The Noble Servant (Medieval Fairytales #3)
Published on May 9, 2017
About The Noble Servant
She lost everything to the scheme of an evil servant. But she might just gain what she’s always wanted…if she makes it in time.
The impossible was happening. She, Magdalen of Mallin, was to marry the Duke of Wolfberg. Magdalen had dreamed about receiving a proposal ever since she met the duke two years ago. Such a marriage was the only way she could save her people from starvation. But why would a handsome, wealthy duke want to marry her, a poor baron’s daughter? It seemed too good to be true.
On the journey to Wolfberg Castle, Magdalen’s servant forces her to trade places and become her servant, threatening not only Magdalen’s life, but the lives of those she holds dear. Stripped of her identity and title in Wolfberg, where no one knows her, Magdalen is sentenced to tend geese while she watches her former handmaiden gain all Magdalen had ever dreamed of.
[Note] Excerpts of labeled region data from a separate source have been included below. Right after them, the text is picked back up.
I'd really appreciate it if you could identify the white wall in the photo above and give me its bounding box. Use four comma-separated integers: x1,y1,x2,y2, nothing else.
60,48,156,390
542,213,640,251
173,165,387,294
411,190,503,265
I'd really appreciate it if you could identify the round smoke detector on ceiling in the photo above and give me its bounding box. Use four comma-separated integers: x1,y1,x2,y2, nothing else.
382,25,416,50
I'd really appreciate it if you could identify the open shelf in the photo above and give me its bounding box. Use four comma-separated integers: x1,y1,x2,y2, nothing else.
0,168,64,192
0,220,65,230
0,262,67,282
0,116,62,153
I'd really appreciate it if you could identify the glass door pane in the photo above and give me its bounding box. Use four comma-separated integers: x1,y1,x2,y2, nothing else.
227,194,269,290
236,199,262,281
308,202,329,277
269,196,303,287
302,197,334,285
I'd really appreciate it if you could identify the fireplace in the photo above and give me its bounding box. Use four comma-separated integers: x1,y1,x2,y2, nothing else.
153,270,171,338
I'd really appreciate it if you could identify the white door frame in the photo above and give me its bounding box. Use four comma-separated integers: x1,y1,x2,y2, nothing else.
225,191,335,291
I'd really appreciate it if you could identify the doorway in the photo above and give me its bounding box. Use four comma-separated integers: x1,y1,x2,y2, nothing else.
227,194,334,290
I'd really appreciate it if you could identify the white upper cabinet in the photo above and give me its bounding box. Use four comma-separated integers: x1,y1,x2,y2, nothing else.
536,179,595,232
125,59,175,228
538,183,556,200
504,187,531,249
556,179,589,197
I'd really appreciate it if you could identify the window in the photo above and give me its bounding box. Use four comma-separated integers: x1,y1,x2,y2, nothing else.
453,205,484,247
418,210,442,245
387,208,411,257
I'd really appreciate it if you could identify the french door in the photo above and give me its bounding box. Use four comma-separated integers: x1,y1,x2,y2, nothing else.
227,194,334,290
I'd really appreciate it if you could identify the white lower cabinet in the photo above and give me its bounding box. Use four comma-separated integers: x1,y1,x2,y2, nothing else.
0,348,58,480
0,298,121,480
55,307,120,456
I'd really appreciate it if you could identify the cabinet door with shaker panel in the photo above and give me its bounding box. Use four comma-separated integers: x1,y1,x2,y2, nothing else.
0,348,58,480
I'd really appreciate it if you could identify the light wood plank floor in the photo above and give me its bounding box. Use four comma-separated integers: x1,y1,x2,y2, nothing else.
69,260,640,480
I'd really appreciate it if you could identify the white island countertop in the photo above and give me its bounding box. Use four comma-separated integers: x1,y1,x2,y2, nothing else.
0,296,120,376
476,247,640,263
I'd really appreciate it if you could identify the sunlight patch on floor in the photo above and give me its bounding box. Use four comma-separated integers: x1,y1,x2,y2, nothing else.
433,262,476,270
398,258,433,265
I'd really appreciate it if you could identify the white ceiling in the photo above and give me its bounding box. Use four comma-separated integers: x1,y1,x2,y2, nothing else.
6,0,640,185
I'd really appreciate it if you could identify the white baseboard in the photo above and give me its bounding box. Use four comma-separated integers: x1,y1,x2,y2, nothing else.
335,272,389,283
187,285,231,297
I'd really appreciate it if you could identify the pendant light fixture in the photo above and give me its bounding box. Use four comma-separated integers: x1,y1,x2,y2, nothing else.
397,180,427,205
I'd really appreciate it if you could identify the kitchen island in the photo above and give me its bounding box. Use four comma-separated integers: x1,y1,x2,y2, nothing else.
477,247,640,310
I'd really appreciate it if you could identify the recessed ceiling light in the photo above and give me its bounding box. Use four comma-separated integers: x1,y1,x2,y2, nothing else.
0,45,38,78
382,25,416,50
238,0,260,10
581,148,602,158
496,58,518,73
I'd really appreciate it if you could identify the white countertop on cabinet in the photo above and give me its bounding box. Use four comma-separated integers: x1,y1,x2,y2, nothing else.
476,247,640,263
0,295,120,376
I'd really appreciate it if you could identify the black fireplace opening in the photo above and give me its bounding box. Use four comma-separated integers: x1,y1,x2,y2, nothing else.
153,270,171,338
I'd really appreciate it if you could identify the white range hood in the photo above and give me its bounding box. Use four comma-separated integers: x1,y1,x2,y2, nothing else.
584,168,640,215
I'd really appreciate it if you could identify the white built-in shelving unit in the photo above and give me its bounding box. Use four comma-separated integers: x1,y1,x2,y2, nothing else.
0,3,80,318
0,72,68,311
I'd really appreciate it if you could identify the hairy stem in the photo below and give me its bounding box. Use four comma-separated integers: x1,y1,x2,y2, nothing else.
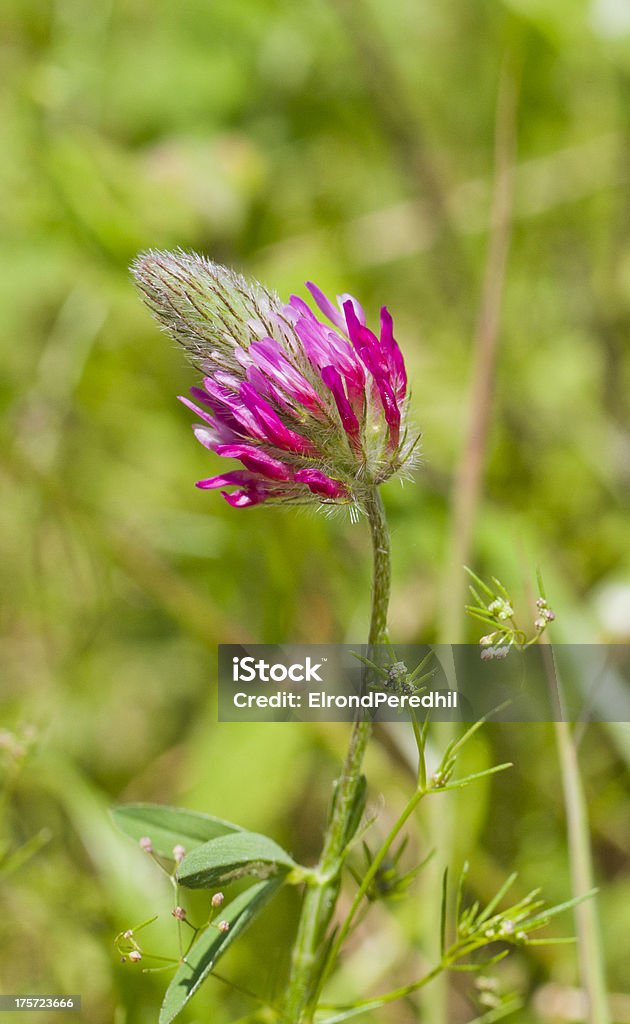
283,486,391,1024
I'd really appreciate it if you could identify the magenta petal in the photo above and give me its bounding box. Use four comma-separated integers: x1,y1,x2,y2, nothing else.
240,382,313,455
221,490,268,509
295,469,347,498
306,281,345,331
193,423,221,452
337,292,367,326
196,469,260,490
381,306,407,401
214,444,291,480
322,367,359,439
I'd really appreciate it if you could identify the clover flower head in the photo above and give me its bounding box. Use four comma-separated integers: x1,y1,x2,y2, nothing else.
132,251,418,508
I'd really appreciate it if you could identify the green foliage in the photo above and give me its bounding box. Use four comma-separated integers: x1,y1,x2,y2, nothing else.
0,0,630,1024
177,831,298,889
112,804,241,859
160,879,282,1024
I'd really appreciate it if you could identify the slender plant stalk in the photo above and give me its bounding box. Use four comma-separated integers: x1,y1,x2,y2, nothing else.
543,644,611,1024
423,60,516,1024
283,486,391,1024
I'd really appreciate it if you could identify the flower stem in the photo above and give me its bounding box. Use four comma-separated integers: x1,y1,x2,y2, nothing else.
283,486,391,1024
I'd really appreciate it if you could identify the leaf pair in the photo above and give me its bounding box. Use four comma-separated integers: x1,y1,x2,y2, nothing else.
113,804,297,1024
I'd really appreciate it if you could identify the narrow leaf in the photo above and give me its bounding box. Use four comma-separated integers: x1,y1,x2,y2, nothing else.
112,804,241,857
177,831,298,889
159,879,282,1024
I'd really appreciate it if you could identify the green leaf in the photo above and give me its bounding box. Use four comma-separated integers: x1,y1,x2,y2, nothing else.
159,879,282,1024
112,804,241,857
177,831,298,889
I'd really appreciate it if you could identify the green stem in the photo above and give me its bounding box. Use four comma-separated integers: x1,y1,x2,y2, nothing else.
555,722,611,1024
283,486,391,1024
542,643,611,1024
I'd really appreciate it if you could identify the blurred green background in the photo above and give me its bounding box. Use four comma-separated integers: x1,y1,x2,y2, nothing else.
0,0,630,1024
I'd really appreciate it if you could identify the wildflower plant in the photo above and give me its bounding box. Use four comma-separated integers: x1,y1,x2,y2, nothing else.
132,252,417,508
114,252,585,1024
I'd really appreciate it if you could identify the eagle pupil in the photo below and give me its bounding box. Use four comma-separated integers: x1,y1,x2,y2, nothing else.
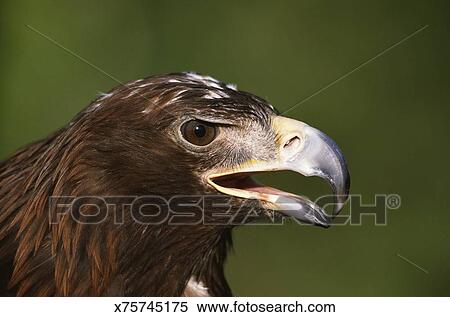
181,120,217,146
194,124,206,138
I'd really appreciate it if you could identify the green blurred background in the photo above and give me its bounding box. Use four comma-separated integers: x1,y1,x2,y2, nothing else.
0,0,450,296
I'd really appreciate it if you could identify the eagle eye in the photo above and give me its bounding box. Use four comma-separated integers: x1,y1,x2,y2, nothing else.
181,120,217,146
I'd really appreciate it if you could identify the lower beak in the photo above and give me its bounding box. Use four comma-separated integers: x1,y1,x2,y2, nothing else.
208,116,350,227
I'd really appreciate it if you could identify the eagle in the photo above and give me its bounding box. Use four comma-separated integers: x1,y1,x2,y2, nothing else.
0,72,350,296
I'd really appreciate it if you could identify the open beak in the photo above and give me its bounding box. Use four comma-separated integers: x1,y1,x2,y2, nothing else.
207,116,350,227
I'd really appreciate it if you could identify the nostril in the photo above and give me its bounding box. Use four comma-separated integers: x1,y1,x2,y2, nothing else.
282,136,301,159
283,136,300,149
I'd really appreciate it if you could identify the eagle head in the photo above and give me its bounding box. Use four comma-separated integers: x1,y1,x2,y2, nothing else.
0,73,350,296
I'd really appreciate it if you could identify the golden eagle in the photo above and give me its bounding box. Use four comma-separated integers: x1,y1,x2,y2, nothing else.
0,73,349,296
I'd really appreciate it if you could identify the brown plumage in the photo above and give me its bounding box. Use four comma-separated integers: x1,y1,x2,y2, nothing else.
0,74,272,295
0,73,349,296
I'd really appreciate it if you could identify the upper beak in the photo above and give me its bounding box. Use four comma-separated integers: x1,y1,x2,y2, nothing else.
208,116,350,227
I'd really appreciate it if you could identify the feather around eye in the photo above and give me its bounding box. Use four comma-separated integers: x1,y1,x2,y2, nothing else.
181,120,217,146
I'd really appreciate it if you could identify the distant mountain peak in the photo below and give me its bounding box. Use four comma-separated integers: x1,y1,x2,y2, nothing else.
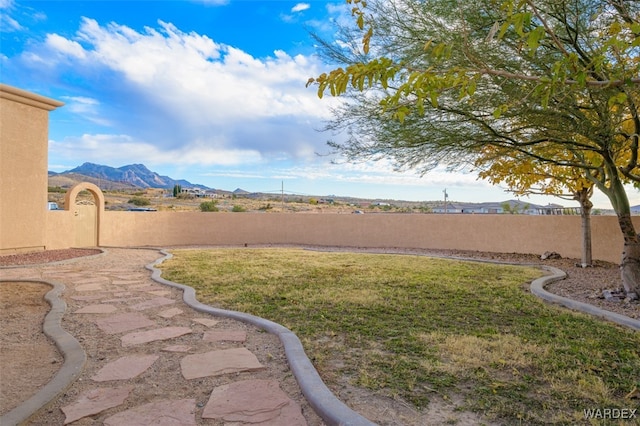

When a handsome shepherd befriends her, Magdalen begins to suspect he carries secrets of his own. Together, Magdalen and the shepherd uncover a sinister plot against Wolfberg and the duke. But with no resources, will they be able to find the answers, the hiding places, and the forces they need in time to save both Mallin and Wolfberg?
My daughter LOVES these fairytale stories by Melanie Dickerson. They’re sweet, straightforward tales with that classic fairytale happily ever after moment. Very clean, very safe, which is what she often prefers. Sometimes you need a story where everything works out all right and justice is perfectly served, you know? If that resonates with you, The Noble Servant is probably the kind of book you’re looking for.
I enjoyed reading this retelling of the Grimm’s fairytale Goose Girl, though it took me a while to get into it. The writing is a little bit stilted at times, but the characters are interesting. I liked the way Magdalen and the shepherd had to work together, and the secrets they kept made things interesting.
The books in the Medieval Fairytale series and Dickerson’s Hagenheim series are great for readers in that zone where they’re transitioning to stories about older characters but not quite ready for the mature content in some young adult books.
Major characters are white or not physically described.
Profanity/Crude Language Content
A couple of times characters pray together during a crisis and quote scripture.
Physical fights between some of the male characters. Some peril and limited details about inuries.